こちらはノンフィクションのシリアスな自伝なのですが、履修することで、くだんの小説も「あ、これ進研ゼミで見たやつだ」という具合になるでしょう。
また、ブラックユーモアの味わいは、カレー沢薫さんの生活系コラムやエッセイ漫画を読み漁ってきた人に受けるのではないかと。
違うといえば全然違うのですが、私の中のアルゴリズムが直感で「これを読んだ人にはこちらもおすすめ」に挙げてきます。
『なおりはしないが、ましになる』とか「カレー沢薫のほがらか家庭生活」あたりですかね。
『コンビニ人間』では、「どうすれば『治る』のかしらね」という台詞の「治る」がキーフレーズのひとつでもあります。
もし現実ならば、そばにいる人が「治してもらおうよ、もうそれしかないよ」「お願いだから、普通になってよ」(P.131)と泣く気持ちが、私には痛いほどわかります。
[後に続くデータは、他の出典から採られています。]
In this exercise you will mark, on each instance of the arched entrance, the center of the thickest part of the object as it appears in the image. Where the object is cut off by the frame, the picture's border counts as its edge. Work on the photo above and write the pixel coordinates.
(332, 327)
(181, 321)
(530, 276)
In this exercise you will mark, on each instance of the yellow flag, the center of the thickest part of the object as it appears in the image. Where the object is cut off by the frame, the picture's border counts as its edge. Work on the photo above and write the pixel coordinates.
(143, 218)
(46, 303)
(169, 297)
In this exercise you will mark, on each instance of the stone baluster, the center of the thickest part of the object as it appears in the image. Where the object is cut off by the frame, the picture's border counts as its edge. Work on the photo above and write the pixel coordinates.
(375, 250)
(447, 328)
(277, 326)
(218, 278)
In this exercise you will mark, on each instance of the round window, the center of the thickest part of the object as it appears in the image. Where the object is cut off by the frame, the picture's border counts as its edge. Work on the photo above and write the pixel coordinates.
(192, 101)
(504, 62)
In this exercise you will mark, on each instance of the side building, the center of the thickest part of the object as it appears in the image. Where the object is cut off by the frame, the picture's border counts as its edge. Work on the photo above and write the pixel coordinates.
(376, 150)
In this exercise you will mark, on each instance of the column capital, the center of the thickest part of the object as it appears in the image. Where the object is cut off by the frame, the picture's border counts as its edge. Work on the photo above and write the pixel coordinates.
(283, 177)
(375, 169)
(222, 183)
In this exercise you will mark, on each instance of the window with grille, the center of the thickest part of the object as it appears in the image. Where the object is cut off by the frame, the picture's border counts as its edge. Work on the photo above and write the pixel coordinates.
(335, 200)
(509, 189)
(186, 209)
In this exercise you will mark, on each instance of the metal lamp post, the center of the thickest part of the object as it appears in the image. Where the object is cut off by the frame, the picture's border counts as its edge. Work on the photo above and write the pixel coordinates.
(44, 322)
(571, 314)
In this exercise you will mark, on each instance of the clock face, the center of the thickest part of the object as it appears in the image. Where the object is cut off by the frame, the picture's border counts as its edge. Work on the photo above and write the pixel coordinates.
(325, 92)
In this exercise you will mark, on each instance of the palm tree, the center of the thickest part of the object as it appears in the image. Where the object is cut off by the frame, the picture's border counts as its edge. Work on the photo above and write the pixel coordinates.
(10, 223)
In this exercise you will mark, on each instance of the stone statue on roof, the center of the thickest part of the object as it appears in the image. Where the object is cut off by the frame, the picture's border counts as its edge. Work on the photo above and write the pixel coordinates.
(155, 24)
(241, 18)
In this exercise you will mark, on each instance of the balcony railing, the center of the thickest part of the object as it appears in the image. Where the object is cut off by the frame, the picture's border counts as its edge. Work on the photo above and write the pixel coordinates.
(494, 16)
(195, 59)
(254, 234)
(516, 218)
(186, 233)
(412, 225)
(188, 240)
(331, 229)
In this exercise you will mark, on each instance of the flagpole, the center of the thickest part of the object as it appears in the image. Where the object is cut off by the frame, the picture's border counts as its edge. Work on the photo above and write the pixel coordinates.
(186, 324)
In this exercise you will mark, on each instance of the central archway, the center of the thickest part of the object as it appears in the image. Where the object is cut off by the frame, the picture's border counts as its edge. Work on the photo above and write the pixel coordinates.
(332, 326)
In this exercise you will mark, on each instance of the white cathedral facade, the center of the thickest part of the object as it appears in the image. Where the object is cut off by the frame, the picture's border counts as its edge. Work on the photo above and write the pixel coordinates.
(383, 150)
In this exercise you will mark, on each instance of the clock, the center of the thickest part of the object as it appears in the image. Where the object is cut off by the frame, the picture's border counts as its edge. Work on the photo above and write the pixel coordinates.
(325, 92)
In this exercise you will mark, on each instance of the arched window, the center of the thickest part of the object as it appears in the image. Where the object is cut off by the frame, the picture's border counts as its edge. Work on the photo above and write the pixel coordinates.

一方で、この社会は案外さまざまな星の宇宙人が「普通の人」に擬態して紛れ混んでいるようなものです。
出身星は異なれど、世を渡る擬態星人たちにはどこか共感する部分があるのではないでしょうか。
そして、ある面においては、多数派の「自分を変じゃないと思っている人たち」にも、生きる悩みの普遍性を感じられるのではないでしょうか。